Most hospital patients are anxious to return to the comfort of their home, but they may need some additional support to make that goal a reality. Home health agencies can offer services that may help patients make a smooth transition and avoid a readmission to the hospital.

Too often, patients mistakenly believe that they can promptly return to the life they were living prior to their hospital admission. Generally, patients are discharged from the hospital when they are stable and improving, but long before they have regained all their strength. Home health agencies may be the right option for patients who need extra help recovering.

Many home health agencies offer care for patients following a hospital stay for surgery, illness, injury or exacerbation of a disease. These programs help patients recover, to the greatest extent possible, in the comfort and familiarity of home. Some agencies even offer specialized programs targeted to manage certain diseases.

For instance, THE MEDICAL TEAM, a Medicare-certified home health agency serving Northern Virginia that offers home care programs for a wide variety of patients, has specialty programs for Cardiac and Respiratory patients and others with chronic conditions. These signature programs exemplify how patients can be successfully supported in their recovery. The programs integrate key components to reduce the likelihood of a hospital readmission, including an effective transition process from hospital to home, medication management, telemonitoring, facilitating doctor follow-up and educational tools.

“A primary goal of our programs is to teach patients to self-manage their condition, thus giving them confidence, peace of mind, a feeling of greater control and ultimately reducing the likelihood of an unnecessary hospitalization,” said THE MEDICAL TEAM’s Administrator and Director of Clinical Services Judy Brady, RN, BSN, MPA-HA.

A vital component of the Cardiac and Respiratory programs is telehealth monitoring. A nurse equips the patient with an easy-to-use, wireless telemonitoring device to track vital signs. The information is promptly transmitted and reviewed, allowing for early intervention before a medical condition might worsen and warrant readmission to the hospital.

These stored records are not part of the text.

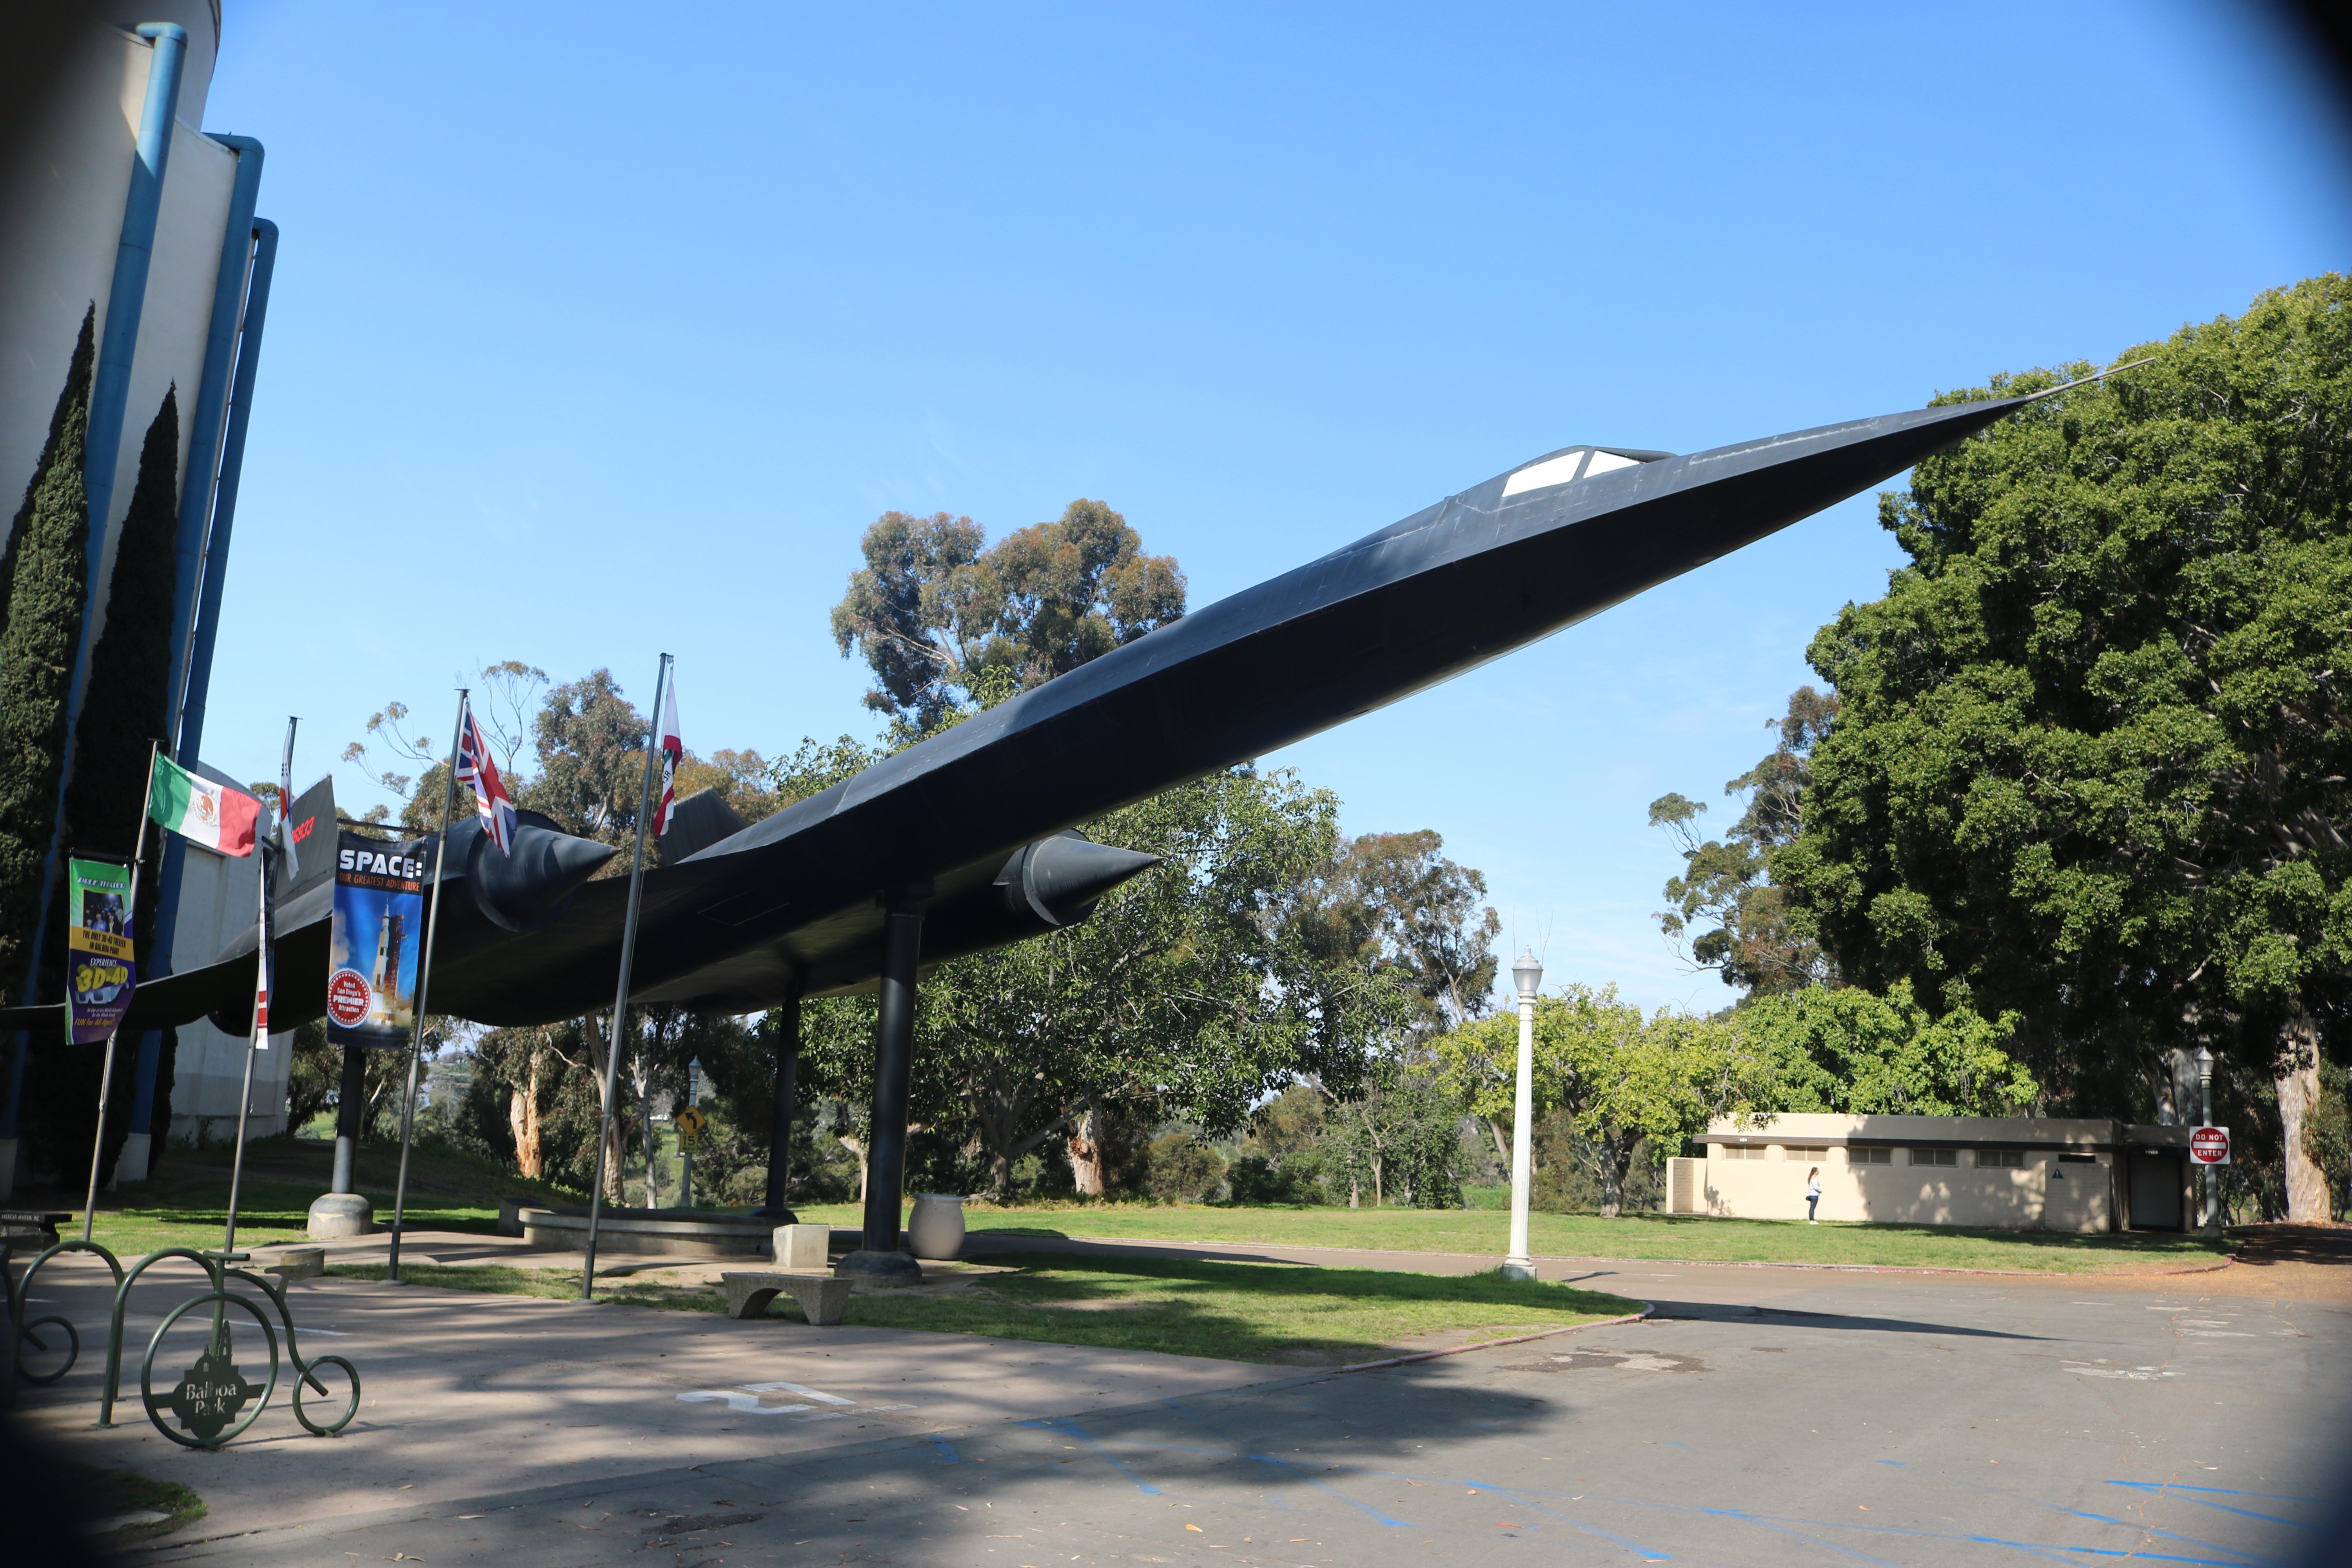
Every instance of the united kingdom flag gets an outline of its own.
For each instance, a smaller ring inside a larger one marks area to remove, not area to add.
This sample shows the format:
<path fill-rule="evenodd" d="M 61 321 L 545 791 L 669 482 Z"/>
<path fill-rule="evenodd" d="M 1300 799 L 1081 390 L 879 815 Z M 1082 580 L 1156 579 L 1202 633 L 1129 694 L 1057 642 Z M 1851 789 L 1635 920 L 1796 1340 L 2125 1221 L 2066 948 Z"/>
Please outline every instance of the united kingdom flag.
<path fill-rule="evenodd" d="M 482 831 L 488 834 L 501 855 L 514 853 L 515 804 L 507 794 L 507 781 L 499 776 L 498 763 L 490 761 L 490 742 L 482 733 L 482 722 L 474 717 L 474 705 L 466 704 L 466 721 L 457 731 L 457 782 L 474 786 L 474 805 L 482 816 Z"/>

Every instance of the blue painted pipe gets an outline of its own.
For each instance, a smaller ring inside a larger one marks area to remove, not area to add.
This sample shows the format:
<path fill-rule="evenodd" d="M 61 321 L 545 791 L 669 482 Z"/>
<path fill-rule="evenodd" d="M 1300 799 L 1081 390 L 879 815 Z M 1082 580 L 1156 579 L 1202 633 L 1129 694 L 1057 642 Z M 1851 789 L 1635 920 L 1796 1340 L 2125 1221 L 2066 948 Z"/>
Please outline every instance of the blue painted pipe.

The proof of the program’s success is best found in patients like Martha, a 91-year-old with Congestive Heart Failure who is now recovering at home following her most recent hospitalization. An in-home nurse helped her learn to check her vital signs and set weekly diet and exercise goals. The nurse also facilitated follow-up with her doctor. With the nurse’s help, Martha is resuming her normal activities and is looking forward to traveling again.

Whether it’s a specialty program like the one Martha benefited from or general assistance with the tasks of daily living, home care may help patients make the transition from hospital to home. With the dedicated assistance of home care providers, many patients find the road to recovery much easier – and much less likely to involve an additional stop at the hospital.